C’est une tragédie à la fois intime et universelle qu’a voulu explorer le réalisateur Antoine Chevrollier à travers la mini-série Oussekine, diffusée sur la plateforme de streaming Disney+ à partir du 11 mai 2022.  Cette fiction française, l’une des premières produites par le géant américain, revient en quatre épisodes sur la mort tragique de Malik Oussekine. Puis sur le combat de sa famille pour faire condamner les policiers responsables de son décès.

Dans la nuit du 5 au 6 décembre 1986, cet étudiant de 22 ans était mortellement agressé par des policiers qui le ruèrent de coups dans le hall d’un immeuble à Paris. Une violence policière qui se déroula en marge des manifestations étudiantes contre le projet de la loi Devaquet, du nom du ministre de l’Enseignement supérieur de l’époque, qui voulait réformer l’entrée à l’université en instaurant une sélection. 

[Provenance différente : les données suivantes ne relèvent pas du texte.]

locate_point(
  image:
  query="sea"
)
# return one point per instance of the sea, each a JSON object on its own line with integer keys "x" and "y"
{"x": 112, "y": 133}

Le dérapage qui provoqua la mort de Malik Oussekine souleva un immense émoi en France. Le lendemain de l’annonce de son décès, 200 000 personnes défilaient un peu partout dans le pays pour lui rendre hommage. Dans les mois suivants la tragédie, la famille franco-algérienne affronta d’autres épreuves. La figure de Malik fut dénigrée par des représentants politiques de la droite et de l’extrême-droite, alors que le jeune homme n’avait aucunement provoqué les forces de l’ordre. Au moment de son agression, il rentrait d’un concert de jazz et n’avait pas pris part aux manifestations étudiantes.

Le ministre délégué chargé de la Sécurité Robert Pandraud avait notamment déclaré dans le journal Le Monde : “La mort d’un jeune homme est toujours regrettable, mais je suis père de famille, et si j’avais un fils sous dialyse je l’empêcherais de faire le con dans la nuit“.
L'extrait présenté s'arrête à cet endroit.